ANX: Protocol-First Design for AI Agent Interaction with a Supporting 3EX Decoupled Architecture

arXiv cs.AI / 4/7/2026

💬 OpinionDeveloper Stack & InfrastructureIdeas & Deep AnalysisModels & Research

Key Points

  • The paper introduces ANX, an open, extensible, verifiable protocol-first framework for AI agent interactions designed to address inefficiencies and security gaps in GUI automation and MCP-based skills.
  • ANX’s architecture combines agent-native components (ANX Config/Markup/CLI) to improve information density, reduce token usage, and prevent interaction inconsistencies.
  • It proposes a human–agent interaction model where Skill-like capabilities support both agent-executable instructions and human-readable UI, while also adding human-only confirmation to mitigate automated misuse.
  • The framework includes MCP-supported on-demand lightweight apps without pre-registration and uses ANX Markup to create unambiguous, machine-executable SOPs for reliable long-horizon tasks and multi-agent collaboration.
  • Preliminary experiments with Qwen3.5-plus and GPT-4o report token reductions of roughly 47–66% versus MCP skills or GUI automation, alongside execution-time improvements of about 58% in the tested scenarios.

Abstract

AI agents, autonomous digital actors, need agent-native protocols; existing methods include GUI automation and MCP-based skills, with defects of high token consumption, fragmented interaction, inadequate security, due to lacking a unified top-level framework and key components, each independent module flawed.

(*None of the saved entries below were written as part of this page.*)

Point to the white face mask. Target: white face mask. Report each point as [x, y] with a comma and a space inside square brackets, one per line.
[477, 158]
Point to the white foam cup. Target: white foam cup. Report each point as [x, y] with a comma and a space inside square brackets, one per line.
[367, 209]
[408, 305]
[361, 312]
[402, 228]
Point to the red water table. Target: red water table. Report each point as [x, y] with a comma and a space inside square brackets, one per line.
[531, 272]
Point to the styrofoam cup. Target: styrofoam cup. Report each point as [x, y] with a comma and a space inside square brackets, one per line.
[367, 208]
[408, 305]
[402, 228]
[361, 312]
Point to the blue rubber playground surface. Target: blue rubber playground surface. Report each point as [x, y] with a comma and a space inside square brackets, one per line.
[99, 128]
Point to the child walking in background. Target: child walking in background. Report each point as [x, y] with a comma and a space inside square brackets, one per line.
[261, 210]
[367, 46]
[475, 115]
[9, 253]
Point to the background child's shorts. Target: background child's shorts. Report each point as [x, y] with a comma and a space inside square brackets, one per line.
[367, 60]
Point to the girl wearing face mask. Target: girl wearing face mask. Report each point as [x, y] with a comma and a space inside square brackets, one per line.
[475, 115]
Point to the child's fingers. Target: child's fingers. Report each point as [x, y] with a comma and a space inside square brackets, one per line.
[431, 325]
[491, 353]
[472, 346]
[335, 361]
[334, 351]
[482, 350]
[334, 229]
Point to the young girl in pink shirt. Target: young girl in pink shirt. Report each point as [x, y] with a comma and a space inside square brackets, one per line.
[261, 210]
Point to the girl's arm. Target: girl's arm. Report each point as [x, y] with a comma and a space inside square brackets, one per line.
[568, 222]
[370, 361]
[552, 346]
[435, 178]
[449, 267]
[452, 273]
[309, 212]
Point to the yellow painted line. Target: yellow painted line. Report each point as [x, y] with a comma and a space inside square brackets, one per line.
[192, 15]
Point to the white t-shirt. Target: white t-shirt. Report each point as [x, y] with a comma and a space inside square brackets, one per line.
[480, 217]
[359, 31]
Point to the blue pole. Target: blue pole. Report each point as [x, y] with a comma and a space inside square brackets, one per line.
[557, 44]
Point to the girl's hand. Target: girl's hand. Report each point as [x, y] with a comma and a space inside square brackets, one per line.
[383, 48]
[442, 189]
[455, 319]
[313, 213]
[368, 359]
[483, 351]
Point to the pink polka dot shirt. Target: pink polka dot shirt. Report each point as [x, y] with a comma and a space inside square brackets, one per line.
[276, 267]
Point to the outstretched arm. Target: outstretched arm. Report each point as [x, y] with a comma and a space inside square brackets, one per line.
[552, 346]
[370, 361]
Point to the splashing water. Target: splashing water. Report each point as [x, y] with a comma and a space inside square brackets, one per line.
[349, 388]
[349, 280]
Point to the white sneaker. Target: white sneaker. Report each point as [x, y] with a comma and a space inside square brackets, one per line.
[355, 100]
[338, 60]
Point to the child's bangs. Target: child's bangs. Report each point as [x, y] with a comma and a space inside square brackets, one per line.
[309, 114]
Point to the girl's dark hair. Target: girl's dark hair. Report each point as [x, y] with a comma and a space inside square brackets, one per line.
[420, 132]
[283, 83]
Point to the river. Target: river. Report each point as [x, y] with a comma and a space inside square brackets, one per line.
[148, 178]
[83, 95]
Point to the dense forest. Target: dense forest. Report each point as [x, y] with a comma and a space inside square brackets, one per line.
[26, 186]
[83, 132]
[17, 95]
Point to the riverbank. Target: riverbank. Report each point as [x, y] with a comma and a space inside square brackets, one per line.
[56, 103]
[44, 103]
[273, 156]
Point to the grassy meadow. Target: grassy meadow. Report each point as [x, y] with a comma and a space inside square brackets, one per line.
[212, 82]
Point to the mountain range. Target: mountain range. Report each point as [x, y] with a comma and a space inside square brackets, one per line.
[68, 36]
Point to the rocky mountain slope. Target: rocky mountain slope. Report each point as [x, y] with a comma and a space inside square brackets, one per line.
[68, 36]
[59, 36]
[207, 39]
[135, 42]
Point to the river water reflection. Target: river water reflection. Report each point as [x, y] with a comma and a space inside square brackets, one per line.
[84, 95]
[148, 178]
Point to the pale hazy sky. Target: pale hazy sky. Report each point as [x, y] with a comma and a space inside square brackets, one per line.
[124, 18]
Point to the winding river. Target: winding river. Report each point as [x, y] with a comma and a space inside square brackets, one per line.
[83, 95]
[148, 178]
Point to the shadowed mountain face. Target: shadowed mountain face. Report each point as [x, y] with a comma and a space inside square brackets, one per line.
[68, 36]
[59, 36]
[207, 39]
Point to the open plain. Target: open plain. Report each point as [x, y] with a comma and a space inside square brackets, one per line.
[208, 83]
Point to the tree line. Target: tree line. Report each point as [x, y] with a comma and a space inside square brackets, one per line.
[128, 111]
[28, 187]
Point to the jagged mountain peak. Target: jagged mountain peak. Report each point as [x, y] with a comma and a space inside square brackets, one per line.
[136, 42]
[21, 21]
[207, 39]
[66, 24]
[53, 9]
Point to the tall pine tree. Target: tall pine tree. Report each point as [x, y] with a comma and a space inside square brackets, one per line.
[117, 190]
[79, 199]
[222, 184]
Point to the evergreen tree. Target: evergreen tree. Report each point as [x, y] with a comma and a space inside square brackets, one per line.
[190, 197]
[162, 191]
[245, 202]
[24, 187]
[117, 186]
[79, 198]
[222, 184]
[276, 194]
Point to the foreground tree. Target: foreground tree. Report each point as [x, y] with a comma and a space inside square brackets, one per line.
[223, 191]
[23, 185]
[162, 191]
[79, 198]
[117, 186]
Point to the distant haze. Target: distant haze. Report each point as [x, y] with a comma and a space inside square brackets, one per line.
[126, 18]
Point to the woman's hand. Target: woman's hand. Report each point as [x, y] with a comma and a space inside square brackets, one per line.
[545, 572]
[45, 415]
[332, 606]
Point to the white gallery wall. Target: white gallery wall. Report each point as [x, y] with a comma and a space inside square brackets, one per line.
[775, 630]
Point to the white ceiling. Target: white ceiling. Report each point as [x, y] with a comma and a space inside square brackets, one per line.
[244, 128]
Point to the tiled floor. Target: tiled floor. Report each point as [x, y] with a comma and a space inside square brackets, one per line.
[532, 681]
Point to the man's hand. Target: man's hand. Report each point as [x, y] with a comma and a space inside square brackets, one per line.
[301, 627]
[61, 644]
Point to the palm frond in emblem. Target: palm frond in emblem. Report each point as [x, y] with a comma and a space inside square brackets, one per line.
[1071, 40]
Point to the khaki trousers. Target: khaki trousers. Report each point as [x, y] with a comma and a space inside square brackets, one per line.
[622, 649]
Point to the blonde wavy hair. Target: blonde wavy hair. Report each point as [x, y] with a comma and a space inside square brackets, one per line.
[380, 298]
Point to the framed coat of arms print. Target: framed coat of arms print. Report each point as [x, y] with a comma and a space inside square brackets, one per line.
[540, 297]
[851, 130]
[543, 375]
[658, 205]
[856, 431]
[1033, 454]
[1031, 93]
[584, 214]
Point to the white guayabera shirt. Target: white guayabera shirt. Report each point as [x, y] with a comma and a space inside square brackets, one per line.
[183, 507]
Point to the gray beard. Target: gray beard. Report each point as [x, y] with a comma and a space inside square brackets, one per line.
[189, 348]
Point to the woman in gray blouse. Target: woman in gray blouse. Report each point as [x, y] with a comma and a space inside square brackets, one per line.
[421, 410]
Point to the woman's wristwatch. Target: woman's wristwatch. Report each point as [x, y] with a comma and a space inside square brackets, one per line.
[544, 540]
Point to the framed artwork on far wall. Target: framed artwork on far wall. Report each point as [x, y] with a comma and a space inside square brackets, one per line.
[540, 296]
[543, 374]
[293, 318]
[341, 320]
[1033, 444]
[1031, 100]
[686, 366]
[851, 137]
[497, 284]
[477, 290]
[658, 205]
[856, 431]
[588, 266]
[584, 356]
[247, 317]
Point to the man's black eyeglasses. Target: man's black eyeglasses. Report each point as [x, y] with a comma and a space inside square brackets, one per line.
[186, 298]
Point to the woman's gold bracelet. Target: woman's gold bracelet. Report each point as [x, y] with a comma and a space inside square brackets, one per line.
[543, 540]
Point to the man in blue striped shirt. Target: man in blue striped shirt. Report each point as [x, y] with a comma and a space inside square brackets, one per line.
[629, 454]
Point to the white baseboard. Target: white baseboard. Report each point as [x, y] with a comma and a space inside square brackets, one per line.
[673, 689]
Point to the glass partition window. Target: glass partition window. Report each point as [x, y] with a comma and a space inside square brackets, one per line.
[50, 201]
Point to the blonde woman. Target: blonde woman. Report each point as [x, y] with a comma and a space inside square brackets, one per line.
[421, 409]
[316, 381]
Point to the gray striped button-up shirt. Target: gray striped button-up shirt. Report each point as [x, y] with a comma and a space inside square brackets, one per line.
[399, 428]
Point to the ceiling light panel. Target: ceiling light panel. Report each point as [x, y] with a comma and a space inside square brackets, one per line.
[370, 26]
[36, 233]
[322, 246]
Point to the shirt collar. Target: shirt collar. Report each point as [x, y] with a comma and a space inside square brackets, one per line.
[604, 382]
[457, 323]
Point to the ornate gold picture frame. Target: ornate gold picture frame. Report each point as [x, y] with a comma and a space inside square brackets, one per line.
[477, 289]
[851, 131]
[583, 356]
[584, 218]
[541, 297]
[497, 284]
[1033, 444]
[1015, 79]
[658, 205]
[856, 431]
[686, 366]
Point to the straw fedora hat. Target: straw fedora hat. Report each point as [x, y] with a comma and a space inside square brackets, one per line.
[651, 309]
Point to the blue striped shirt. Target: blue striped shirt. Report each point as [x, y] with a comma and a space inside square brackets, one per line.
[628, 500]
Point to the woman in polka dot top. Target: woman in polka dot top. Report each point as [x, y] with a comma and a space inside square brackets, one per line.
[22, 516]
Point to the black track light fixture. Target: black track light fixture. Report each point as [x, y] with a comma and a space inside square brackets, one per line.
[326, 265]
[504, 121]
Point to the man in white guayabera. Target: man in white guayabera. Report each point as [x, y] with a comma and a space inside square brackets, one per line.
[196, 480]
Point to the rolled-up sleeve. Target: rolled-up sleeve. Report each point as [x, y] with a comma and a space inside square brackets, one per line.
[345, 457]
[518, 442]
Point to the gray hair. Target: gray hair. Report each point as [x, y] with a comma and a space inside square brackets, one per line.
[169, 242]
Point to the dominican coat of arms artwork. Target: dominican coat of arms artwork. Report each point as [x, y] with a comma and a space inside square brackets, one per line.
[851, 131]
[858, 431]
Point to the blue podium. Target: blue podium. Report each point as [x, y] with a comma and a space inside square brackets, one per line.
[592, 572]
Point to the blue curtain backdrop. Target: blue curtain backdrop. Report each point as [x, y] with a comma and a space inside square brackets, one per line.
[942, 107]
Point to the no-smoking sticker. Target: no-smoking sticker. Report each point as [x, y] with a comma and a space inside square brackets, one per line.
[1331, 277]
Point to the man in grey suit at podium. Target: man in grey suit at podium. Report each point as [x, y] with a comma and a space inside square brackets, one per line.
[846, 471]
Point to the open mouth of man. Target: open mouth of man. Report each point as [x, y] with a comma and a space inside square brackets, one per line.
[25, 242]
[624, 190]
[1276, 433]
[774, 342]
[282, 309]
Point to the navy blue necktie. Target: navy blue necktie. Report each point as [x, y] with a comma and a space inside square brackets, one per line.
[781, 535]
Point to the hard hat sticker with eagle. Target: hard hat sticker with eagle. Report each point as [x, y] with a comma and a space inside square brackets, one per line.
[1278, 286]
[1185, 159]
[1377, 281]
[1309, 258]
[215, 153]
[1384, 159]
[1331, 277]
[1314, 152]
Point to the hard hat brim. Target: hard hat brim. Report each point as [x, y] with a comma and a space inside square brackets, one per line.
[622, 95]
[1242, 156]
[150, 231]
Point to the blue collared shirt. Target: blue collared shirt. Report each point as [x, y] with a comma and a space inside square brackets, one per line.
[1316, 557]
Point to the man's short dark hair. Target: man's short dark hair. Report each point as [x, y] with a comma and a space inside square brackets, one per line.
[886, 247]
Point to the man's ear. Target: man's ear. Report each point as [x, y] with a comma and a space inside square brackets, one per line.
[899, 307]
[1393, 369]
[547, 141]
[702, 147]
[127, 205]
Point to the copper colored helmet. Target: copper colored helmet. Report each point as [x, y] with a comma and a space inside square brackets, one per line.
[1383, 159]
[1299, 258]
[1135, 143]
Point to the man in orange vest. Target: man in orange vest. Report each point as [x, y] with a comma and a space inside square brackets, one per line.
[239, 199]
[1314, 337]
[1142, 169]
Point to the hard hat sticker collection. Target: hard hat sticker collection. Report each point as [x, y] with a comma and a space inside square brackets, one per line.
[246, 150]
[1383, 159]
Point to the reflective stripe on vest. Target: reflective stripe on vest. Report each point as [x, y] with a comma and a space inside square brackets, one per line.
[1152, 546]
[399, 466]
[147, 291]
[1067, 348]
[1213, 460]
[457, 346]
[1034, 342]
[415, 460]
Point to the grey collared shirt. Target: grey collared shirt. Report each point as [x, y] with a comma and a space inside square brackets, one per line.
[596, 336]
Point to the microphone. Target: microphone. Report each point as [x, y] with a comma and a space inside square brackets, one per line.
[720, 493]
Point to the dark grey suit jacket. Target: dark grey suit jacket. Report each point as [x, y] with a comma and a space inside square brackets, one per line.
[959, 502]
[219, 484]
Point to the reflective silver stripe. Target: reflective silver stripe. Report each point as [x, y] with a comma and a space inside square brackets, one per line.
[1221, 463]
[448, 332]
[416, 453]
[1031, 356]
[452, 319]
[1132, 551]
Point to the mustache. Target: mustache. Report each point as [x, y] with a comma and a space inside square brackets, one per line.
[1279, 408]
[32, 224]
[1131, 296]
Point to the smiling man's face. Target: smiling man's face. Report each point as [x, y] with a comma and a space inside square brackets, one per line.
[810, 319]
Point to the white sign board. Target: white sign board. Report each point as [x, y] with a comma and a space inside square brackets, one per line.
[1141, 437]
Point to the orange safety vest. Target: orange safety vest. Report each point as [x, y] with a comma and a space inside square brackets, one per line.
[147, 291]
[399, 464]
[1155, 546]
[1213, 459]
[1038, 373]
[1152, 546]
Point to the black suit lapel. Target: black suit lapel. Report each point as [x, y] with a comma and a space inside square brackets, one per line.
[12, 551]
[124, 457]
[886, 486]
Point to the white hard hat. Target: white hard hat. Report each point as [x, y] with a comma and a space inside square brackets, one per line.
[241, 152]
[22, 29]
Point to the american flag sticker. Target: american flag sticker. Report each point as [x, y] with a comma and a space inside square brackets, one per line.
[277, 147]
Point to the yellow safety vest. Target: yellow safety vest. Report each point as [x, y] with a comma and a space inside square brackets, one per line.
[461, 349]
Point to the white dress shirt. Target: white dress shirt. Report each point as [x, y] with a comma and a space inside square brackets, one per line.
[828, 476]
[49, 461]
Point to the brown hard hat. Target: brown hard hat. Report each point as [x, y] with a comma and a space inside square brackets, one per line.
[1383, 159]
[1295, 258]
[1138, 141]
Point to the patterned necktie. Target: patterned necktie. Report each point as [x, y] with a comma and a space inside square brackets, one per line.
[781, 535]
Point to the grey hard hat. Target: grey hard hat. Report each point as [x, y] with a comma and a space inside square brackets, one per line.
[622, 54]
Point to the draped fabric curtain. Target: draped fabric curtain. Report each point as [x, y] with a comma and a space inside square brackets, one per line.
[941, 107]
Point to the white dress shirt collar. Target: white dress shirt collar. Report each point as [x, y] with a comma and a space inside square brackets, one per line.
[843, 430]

To address these issues, we present ANX, an open, extensible, verifiable agent-native protocol and top-level framework integrating CLI, Skill, MCP, resolving pain points via protocol innovation, architectural optimization and tool supplementation. Its four core innovations: 1) Agent-native design (ANX Config, Markup, CLI) with high information density, flexibility and strong adaptability to reduce tokens and eliminate inconsistencies; 2) Human-agent interaction combining Skill's flexibility for dual rendering as agent-executable instructions and human-readable UI; 3) MCP-supported on-demand lightweight apps without pre-registration; 4) ANX Markup-enabled machine-executable SOPs eliminating ambiguity for reliable long-horizon tasks and multi-agent collaboration. As the first in a series, we focus on ANX's design, present its 3EX decoupled architecture with ANXHub and preliminary feasibility analysis and experimental validation. ANX ensures native security: LLM-bypassed UI-to-Core communication keeps sensitive data out of agent context; human-only confirmation prevents automated misuse. Form-filling experiments with Qwen3.5-plus/GPT-4o show ANX reduces tokens by 47.3% (Qwen3.5-plus) and 55.6% (GPT-4o) vs MCP-based skills, 57.1% (Qwen3.5-plus) and 66.3% (GPT-4o) vs GUI automation, and shortens execution time by 58.1% and 57.7% vs MCP-based skills.